I’m in a bit of two minds about this episode. On the one hand, it’s a reversion to the more solid stories of the past, a themed episode that, in its time, may well have been something of a revelation for its audience. On the other hand, and by the same token, it’s one of the most badly-dated episodes the series contains, locked into a history that is now dead, or at least mutated out of all recognition.
The open is misleading. A High School Choir, returning from a singing competition, all fresh faces, clear voices (singing ‘Up, Up and Away’), is in a terrible crash as their School Bus swerves to avoid a collision. One girl, Sarah Baldwin, suffers 70 % burns over all her body, and spents the rest of the episode in head-to-toe bandages. This is Billie’s story, with guest star Lane Smith as burns specialist Dr Lawrence. Sarah is our microcosmic example, the only victim of the episode, standing in for what we are asked to imagine in the macrocosm of the A story.
Which is the prospect of nuclear war.
There’s a revolution in the Middle Eastern country of Kular, prominent supplier of oil to America. This is 1982: Kular immediately becomes another proxy war between the USA and the USSR. And like all such proxy wars, the possibility of escalation into a thermonuclear exchange is right on its heels.
What the episode did, in pretty one-sided terms, was spell out, from multiple sources, what the effect of nuclear bombs would be, and it wasn’t pretty. Heavy-handed and didactic though it was in places, making clear that the most optimistic estimation of a nuclear attack on America would be 20% of the population: that’s 20 million people, Joe Rossi pointed out.
We had all sorts of sources: Charlie Hume’s sister, Clair (Bonnie Bartlet), LA’s Civil Defence chief, a retired US General (Warren Kemmerling). And we had Sarah and a lecture on the effects of burning, the long term treatment of even the most successful case, and the girl’s own desire to stop the non-stop pain by being given a shot that would just cause her to die. This from, as you can see in the image above, a pretty sixteen year old, with friends constantly wanting to know how she was, her best friend a Japanese girl, Judy (Lily Mariye), who taught their friends origami, folding a thousand paper cranes to make her wish come true. And Sarah contracting a pneumosis (spelling?) that is the classic way that burns victims die.

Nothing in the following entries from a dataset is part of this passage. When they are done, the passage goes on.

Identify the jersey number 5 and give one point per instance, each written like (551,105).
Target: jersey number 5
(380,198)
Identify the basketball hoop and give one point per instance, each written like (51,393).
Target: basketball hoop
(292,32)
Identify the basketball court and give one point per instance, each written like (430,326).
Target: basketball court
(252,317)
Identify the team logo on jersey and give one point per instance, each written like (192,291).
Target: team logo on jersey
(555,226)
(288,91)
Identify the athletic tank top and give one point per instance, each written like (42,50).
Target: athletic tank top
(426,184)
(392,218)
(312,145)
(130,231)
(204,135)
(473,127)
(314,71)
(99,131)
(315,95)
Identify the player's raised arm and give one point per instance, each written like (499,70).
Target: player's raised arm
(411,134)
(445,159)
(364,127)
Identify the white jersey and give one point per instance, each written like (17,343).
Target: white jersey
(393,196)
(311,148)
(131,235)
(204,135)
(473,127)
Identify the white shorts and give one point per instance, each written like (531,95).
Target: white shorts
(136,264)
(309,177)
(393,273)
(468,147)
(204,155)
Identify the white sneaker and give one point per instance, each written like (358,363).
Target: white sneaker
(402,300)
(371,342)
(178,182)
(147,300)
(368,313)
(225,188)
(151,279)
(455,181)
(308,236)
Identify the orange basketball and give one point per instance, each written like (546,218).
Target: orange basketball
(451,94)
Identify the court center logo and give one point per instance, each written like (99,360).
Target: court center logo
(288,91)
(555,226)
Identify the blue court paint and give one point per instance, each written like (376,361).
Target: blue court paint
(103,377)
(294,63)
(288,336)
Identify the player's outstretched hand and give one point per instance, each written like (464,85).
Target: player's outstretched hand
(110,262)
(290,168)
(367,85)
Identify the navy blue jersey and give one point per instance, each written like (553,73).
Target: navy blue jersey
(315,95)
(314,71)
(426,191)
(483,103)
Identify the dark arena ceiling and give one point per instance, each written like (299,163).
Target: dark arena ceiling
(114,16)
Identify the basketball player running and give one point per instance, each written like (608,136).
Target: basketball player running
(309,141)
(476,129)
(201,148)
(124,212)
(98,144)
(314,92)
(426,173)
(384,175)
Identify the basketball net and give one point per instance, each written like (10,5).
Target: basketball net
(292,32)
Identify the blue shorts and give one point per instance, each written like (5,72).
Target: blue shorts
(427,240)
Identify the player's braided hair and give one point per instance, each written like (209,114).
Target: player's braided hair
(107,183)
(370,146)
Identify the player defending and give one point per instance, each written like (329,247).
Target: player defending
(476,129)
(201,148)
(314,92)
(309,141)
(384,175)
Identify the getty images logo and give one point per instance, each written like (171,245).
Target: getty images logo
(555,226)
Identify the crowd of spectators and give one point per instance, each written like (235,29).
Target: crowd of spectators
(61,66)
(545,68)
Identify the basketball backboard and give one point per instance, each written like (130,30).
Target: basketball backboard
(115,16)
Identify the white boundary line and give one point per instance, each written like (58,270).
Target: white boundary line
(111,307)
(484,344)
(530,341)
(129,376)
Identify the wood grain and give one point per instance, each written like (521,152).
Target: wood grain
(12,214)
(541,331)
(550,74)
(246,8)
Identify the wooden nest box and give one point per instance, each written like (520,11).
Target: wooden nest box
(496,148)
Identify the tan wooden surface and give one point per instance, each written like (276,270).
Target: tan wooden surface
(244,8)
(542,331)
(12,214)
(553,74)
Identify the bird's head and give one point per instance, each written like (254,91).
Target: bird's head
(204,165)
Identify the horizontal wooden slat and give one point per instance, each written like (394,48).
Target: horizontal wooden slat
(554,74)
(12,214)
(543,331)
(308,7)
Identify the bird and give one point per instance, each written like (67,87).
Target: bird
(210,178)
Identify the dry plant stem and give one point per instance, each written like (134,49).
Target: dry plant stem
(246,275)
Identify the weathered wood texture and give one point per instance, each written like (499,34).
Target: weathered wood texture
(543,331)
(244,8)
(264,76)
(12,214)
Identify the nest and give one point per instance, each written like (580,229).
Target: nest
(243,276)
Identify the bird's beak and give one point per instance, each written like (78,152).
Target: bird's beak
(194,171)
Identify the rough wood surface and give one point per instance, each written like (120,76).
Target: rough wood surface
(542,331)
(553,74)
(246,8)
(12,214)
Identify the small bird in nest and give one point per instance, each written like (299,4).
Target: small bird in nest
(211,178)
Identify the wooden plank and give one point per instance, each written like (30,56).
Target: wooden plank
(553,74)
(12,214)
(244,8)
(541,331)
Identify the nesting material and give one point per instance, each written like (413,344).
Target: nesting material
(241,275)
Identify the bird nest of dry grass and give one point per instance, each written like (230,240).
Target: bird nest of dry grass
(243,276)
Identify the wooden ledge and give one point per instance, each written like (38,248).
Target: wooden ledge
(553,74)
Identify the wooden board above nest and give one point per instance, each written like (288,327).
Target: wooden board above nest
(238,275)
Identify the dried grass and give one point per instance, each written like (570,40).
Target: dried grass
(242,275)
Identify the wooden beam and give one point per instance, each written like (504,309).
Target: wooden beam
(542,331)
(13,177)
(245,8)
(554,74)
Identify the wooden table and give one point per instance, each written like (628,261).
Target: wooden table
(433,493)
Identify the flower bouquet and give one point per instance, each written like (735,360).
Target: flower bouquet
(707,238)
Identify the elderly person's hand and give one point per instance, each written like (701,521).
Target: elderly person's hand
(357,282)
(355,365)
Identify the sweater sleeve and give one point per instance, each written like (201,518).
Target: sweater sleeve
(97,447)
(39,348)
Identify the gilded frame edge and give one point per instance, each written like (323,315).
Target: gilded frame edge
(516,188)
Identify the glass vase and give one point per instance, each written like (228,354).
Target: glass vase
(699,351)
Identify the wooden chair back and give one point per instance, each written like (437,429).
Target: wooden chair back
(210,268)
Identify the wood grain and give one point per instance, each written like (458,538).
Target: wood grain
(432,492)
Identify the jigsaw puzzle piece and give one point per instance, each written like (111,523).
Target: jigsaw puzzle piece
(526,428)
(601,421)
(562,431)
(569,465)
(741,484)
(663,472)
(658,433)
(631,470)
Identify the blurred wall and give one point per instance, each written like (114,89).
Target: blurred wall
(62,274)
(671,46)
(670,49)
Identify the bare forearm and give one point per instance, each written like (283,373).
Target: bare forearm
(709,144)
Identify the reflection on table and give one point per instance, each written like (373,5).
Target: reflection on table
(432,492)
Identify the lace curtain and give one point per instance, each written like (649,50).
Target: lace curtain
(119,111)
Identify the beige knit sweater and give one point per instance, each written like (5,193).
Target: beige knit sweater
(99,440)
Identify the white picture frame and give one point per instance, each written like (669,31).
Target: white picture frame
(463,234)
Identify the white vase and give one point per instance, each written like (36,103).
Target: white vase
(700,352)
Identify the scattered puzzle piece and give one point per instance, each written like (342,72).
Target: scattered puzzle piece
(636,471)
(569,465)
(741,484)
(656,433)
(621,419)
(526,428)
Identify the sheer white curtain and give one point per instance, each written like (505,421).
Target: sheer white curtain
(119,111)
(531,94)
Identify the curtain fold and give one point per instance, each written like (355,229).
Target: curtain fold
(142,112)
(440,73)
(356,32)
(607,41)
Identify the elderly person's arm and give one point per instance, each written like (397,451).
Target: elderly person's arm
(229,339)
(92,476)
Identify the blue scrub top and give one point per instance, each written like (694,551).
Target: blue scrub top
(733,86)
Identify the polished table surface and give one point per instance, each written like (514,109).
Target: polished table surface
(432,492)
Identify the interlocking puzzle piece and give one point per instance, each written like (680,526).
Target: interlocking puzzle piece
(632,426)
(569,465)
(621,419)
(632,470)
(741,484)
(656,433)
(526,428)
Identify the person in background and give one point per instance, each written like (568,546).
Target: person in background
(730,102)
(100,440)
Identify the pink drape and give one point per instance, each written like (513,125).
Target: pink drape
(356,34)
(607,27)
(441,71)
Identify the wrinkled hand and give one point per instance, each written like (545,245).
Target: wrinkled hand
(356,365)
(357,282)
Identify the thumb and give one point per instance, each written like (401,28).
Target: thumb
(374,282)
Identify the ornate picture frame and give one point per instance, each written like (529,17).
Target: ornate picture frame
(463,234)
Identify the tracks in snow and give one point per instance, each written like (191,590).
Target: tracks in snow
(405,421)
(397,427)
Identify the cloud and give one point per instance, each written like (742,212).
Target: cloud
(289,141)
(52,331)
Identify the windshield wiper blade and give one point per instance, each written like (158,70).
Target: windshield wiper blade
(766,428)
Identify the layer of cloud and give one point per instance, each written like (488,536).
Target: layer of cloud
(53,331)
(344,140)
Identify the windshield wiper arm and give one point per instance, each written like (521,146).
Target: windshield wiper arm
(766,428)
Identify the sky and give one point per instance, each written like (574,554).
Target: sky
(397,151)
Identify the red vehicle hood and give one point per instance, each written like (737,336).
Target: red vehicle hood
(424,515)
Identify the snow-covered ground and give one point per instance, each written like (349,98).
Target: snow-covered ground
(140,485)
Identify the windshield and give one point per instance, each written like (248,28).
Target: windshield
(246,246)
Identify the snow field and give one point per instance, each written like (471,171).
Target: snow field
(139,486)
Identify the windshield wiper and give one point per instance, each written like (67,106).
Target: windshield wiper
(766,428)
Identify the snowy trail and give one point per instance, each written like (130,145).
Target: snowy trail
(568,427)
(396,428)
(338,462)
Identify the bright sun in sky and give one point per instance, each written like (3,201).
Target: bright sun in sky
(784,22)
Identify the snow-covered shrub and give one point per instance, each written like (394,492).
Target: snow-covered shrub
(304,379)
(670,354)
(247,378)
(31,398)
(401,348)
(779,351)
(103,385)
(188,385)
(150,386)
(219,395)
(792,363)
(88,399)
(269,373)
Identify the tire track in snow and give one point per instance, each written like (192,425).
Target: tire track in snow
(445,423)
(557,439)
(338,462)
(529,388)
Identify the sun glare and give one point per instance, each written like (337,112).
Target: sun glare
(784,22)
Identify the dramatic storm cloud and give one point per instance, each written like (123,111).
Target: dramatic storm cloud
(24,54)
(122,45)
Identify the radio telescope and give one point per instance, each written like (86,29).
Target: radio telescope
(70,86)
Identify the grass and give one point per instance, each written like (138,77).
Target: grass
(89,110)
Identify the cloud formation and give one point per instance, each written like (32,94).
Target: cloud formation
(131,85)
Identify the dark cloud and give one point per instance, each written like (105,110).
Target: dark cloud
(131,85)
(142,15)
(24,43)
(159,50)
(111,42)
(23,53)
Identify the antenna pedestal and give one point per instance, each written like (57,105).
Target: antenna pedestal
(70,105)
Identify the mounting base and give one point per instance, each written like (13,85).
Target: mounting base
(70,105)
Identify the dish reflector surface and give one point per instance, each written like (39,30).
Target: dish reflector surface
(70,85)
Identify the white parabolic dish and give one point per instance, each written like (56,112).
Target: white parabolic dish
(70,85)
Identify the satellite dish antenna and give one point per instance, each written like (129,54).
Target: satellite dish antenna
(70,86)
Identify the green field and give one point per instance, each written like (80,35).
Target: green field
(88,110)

So it rocked out, over six days, evoking the Cuban Missile Crisis, ratchetting up the tension, then running out on one of those endless endings. The ray of light, which was meant to imply the inevitable resolution the episode couldn’t show, was a message from Dr Lawrence, taken down by Lou because Billie had gone home, about the thousand cranes, and the pneumosis brought under control. The guy reviewing this episode at imdb seemed to think this was a subtle tip that Sarah had died or would die, but to me it was the opposite, microcosm to macrocosm. Kular would not turn into World War 3 (not that it ever would anyway).
Good then, on an impersonal level, diminished by its refusal to supply a resolution, next week it will be as if nothing happened at all. That, as much as the notion of Nuclear war over a Marxist revolution in a Middle Eastern country that hasn’t even hard the word jihadist, ties it to its time, less than a decade before the Wall came down and the world became different.